Google Project Zero Gives Tech Firms Longer to Fix Vulnerabilities
Google Project Zero, a team of security experts employed by the search giant with the job of hunting down zero day software vulnerabilities, has updated its vulnerability disclosure guidelines.
The updated policy adds an extra 30-day window to some security bug disclosures. Before this, Google researchers would publish details of vulnerabilities on their online bug tracker at the end of a 90-day window, or after the bug was patched.
Longer to Patch
The additional month (approximately) gives both vendors and users a bit longer to develop, share, and install the necessary patches for their software before details of the vulnerability are shared online. This is good news since the moment vulnerability details are shared online they could potentially be weaponized by attackers.

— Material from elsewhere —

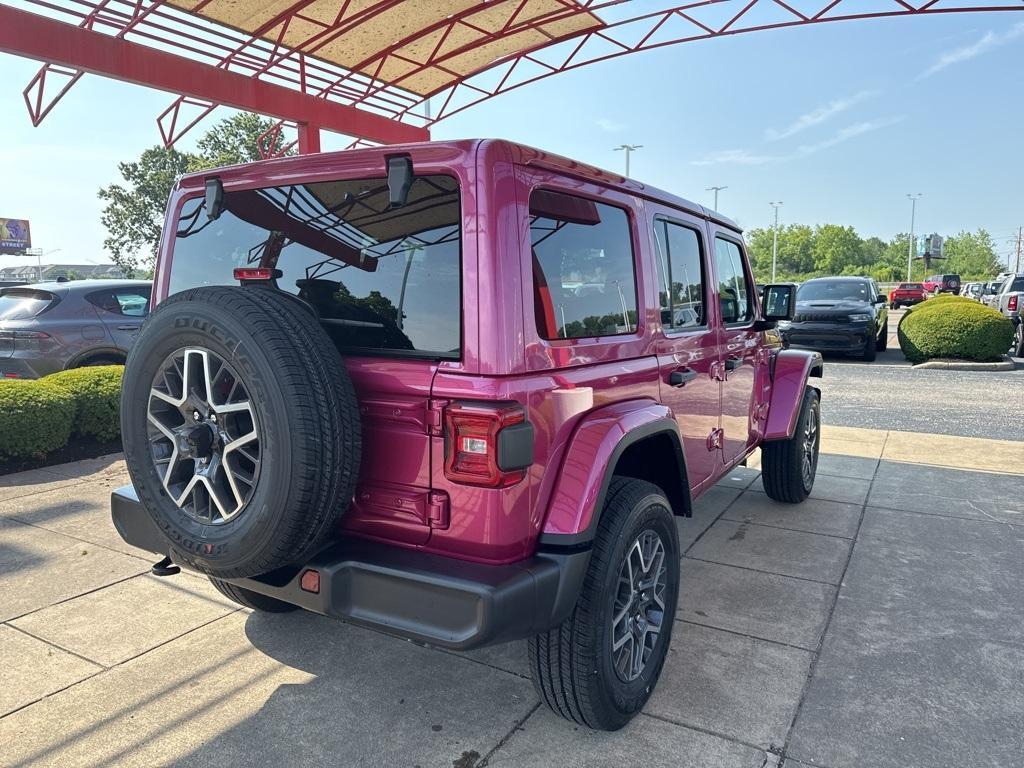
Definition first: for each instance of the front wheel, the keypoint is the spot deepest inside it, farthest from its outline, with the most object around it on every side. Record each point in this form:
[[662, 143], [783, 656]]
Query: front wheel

Although patches have most often been released by the point that vulnerability details are published, that still relies on users having installed the patches themselves. In some cases, this can be a time-intensive task. Google’s extra 30 days is therefore good news.
“The goal of our 2021 policy update is to make the patch adoption timeline an explicit part of our vulnerability disclosure policy,” Tim Willis of Project Zero Vendors said in a blog post describing the change. “Vendors will now have 90 days for patch development, and an additional 30 days for patch adoption.”
Project Zero is additionally extending the extra 30-day grace period to zero day vulnerabilities that are being actively exploited against users in the wild. While the disclosure deadline is just seven days for patching, technical details will only be published 30 days after the fix—so long as the issue is fixed by developers. If not, technical details will be published immediately.
Extended to Zero Day Vulnerabilities, Too
These new rules will apply for 2021, although things could change again in the future. As the blog post notes: “Our preference is to choose a starting point that can be consistently met by most vendors, and then gradually lower both patch development and patch adoption timelines.”
Getting these kinds of disclosures right is a tough job, balancing the best interests of users with giving developers sufficient time to develop and release a patch. As the Project Zero team is clearly aware, it’s an area that will continue to be tweaked as cybersecurity and patching measures develop.
For now, though, you would be hard-pressed to suggest that Google’s security experts aren’t doing the right thing.